作品タイトル不明
10話
アップルパイを新商品として店頭に置いてから 一月(ひとつき) が経ちました。
今では毎日の様に、売り切れの日が続いています。
ご主人も労働時間を延長しながら、数を増やして焼いてくださっていますが、全く追いつかない状況です。
嬉しい悲鳴ではありますが、女将さんの側に居る時間が削られてしまうのは、少しお辛いことかもしれません。
しかしそう思いながらも、この盛況振りを誰よりも喜んでいるのは女将さん自身だというのですから、それはそれで良しとしましょう。
女将さんが出産してから、 二月(ふたつき) が経ちました。
そろそろ体調も戻り、お店の方へも少しずつ出られる様になって来ました。
私は最初の約束通り、他の仕事を探そうと、女将さんが顔を出した時にそのことを告げました。ですが、女将さんはご主人とも相談してくださっていたようで、このまま私にお店を手伝って欲しいと仰ってくださいました。
アップルパイのおかげで人を雇う余裕もできたし、今の忙しさでは、とてもご主人と二人だけでは無理だと言われました。
今は出来るだけ子供達の側に居てあげたいので、お店のピーク時だけ女将さんが顔を出せればいい、と言ってくださったのです。
私はそれが本心からのものであると感じたので、お言葉に甘えて、お店に留まる事にしたのでした。
私の生活は、朝起きてから仕事へ行き、夕方にはお買い物をして、別宅に戻り、休みの日には初めてこちらに来た時に入った食堂へ顔を出す、という繰り返しの毎日になっていました。

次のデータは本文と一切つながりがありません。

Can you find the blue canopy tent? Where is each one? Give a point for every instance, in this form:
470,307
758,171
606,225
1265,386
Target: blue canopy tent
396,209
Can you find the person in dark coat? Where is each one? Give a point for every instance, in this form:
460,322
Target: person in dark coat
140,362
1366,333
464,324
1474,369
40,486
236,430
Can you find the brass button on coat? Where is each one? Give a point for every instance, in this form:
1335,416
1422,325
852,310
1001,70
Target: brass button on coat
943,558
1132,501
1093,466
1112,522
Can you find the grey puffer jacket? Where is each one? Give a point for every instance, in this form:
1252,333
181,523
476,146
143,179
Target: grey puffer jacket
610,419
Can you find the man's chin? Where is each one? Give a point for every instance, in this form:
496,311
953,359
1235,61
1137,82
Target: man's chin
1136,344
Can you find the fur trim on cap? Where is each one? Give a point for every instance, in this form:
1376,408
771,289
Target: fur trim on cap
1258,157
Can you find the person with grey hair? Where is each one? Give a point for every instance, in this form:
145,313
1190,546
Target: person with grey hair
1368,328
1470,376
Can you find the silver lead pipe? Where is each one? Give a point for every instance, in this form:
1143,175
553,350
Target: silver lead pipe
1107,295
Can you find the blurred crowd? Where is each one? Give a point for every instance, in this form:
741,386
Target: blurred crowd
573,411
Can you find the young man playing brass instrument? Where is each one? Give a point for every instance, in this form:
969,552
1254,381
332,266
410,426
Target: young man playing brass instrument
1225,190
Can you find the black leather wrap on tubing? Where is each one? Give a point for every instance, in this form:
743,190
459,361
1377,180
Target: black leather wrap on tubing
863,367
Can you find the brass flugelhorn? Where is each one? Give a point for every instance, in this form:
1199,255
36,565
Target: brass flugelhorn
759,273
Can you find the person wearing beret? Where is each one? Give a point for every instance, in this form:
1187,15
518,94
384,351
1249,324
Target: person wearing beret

それは私にとって、最高に充実した日々に感じられたのです。
なぜなら、大好きなお料理の研究がお店の新商品の手助けとなったり、大勢の方々から感謝の言葉をいただいたりと、すべてにやりがいを感じられたのですから。
そして、今までこれほど私のことを必要としてくださる方がいたでしょうか? 私はとにかく、それが一番嬉しく思えました。
こうして私はそんな毎日を送りながら、気づけばこちらにお世話になって半年が過ぎていました。
今ではこのお店は、領地でもかなりの有名店になっていたのです。